Врут не только актеры. Врут даже предметы. «Американская ночь» наполнена вполне сюрреалистическими предметами, вернее, игрушками, прикидывающимися настоящими предметами, как выдают наигранные чувства за подлинные страсти актеры, большие, несчастные, сумасшедшие дети. Хитрое электрическое приспособление притворяется свечой, но если актриса, не дай бог, чуть повернется, зрители разоблачат обман. Врут сигареты, которые никто не курил, но которые старательно нарезают ножницами и картинно небрежно раскладывают в пепельнице. Врут бутафорские пистолеты, от которых требуется не стрелять и убивать, а максимально эффектно выглядеть в маленьких руках Альфонса. Врет снег, которым рабочие невозмутимо посыпают из мешков летнюю парижскую улицу.
Само название фильма – синоним тотальной неподлинности. «Американская ночь» – всего-навсего технический прием, позволяющий снимать ночные сцены средь бела дня. А звучит так романтически, так загадочно.
Не врет только одна вещь. Пленка. Танцующая, вьющаяся как змейка. Она появляется на экране несколько раз. И каждый раз ее соло акцентировано теми же музыкальными фразами, что и лицо Феррана-Трюффо. Вот два момента истины: лицо режиссера и отснятая пленка.
Да что там актеры, что там вещи. Врет даже смерть. Стареющая «звезда» Александр смущенно размышляет вслух. Он умирал в 80 фильмах 24 раза, причем ни разу – естественной смертью. Вывод: смерть – неестественное состояние человека. Впрочем, смерть шутит лишь до поры до времени: Александр погибнет на съемках, разобьется в автомобильной аварии, потому что будет слишком торопиться на площадку. Смерть исполнителя главной роли в разгар съемок – самое страшное, что может случиться: не с ним, с режиссером. Это ночной кошмар, преследующий Феррана среди прочих кошмаров. В жизни это бывает очень и очень редко. Вернее, бывало, пока злой рок не обрушился на петербургское кино: Туйора Свинобоева на съемках «Реки» Алексея Балабанова, Бодров-младший со всей группой своего «Часового».

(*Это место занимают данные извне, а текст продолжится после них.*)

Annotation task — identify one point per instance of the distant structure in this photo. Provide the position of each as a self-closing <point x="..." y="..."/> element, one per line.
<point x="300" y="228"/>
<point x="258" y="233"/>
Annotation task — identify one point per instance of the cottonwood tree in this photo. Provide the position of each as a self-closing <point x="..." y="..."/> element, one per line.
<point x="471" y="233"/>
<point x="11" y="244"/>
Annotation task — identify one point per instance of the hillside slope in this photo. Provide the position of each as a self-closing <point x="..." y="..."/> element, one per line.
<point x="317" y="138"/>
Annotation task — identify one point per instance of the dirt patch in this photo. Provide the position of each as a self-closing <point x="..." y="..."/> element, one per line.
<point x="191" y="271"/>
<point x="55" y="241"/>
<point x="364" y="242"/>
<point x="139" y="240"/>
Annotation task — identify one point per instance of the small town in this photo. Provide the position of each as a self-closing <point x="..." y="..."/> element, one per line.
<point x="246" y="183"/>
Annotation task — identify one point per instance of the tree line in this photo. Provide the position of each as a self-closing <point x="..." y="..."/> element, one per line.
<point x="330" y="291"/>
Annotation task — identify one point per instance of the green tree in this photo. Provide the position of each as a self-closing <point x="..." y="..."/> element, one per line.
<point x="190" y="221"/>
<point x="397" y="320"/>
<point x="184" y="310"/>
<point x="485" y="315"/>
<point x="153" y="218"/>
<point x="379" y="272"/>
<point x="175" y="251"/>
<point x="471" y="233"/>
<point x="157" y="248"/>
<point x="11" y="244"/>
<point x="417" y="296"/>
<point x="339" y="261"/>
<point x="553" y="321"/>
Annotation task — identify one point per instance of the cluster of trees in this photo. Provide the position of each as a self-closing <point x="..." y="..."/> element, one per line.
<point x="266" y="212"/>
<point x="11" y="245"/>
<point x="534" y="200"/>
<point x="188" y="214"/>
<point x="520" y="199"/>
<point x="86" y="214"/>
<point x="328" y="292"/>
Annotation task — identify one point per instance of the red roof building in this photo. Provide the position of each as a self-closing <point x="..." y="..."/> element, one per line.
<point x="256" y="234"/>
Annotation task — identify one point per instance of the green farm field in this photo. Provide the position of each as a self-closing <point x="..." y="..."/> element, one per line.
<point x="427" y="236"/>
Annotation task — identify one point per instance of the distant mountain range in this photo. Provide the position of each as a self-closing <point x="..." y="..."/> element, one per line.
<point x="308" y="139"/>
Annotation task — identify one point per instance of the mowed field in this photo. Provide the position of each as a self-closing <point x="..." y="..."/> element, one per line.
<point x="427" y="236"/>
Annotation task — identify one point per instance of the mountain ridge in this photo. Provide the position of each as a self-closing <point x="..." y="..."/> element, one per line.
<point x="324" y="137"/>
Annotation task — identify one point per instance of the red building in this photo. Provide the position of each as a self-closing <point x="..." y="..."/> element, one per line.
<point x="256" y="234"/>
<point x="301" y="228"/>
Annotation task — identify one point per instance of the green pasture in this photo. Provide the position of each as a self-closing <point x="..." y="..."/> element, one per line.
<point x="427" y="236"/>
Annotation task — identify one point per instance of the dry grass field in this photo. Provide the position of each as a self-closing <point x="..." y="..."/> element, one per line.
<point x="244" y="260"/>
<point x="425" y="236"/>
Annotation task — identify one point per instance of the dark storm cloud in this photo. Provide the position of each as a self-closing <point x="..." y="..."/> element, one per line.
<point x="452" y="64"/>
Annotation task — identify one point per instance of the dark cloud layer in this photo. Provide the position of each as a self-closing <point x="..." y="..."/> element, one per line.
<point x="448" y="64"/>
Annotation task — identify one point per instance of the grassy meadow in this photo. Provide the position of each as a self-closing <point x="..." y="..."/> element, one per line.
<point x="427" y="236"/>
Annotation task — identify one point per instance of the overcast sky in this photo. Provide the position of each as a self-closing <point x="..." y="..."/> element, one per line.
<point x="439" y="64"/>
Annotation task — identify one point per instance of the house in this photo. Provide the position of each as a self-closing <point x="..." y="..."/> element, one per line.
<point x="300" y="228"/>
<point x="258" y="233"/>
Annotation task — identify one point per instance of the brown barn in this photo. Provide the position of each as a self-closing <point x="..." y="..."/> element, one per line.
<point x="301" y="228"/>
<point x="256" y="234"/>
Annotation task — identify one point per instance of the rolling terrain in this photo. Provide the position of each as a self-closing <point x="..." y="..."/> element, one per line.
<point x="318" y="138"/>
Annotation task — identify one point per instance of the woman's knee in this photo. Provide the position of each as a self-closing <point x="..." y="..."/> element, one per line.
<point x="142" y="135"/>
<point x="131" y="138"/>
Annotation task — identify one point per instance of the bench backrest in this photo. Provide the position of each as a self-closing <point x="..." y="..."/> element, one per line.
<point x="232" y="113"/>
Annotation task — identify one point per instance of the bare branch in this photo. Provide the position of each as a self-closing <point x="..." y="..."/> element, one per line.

Забавно, что, повторяя избитую, но безусловную истину – «Трюффо объясняется в любви к кинематографу» – обычно не замечают: «Американская ночь», конечно, объяснение в любви к кино как таковому. Но и к определенному типу кинематографа в особенности. К «папиному кино», условному, картонному, больному той самой нехваткой воздуха, которую ставили ему в вину авторы «новой волны» и, в первую очередь, сам Трюффо. Его легендарная статья 1954 года «Об одной тенденции во французском кино» была столь по-мальчишески хамской, что Андре Базен долго не решался опубликовать текст своего любимца, почти что приемного сына. А теперь? После гибели Александра и скомканного завершения съемок закадровый голос Трюффо печалится: дескать, это был последний фильм, снятый так, как снимали в прежние времена. Теперь снимают по-другому…
Между тем «теперь снимают», теперь (в начале 1970-х) определяют образ французского кино не кто иные, как сам Трюффо и его вчерашние соратники. Снимают без искусственного снега, без спившихся старых «звезд», без, без, без… Без всего того, что определяет прелесть кинематографа в «Американской ночи». «Ночь» оказывается – страшно сказать – фильмом «капитулянтским»: Трюффо словно приносит двадцать лет спустя свои глубочайшие извинения всем этим Ораншам и Бостам, Отан-Лара и Пальеро, которых он со товарищи сумел отправить на «свалку истории», но без которых внезапно стало так грустно, так одиноко. Так же грустно и одиноко, как станет во французском кино десять лет спустя. Когда умрет Трюффо, а такой нелепый, такой экзальтированный Жан-Пьер Лео не на шутку сойдет с ума, потому что, когда умирает режиссер, умирает целый мир.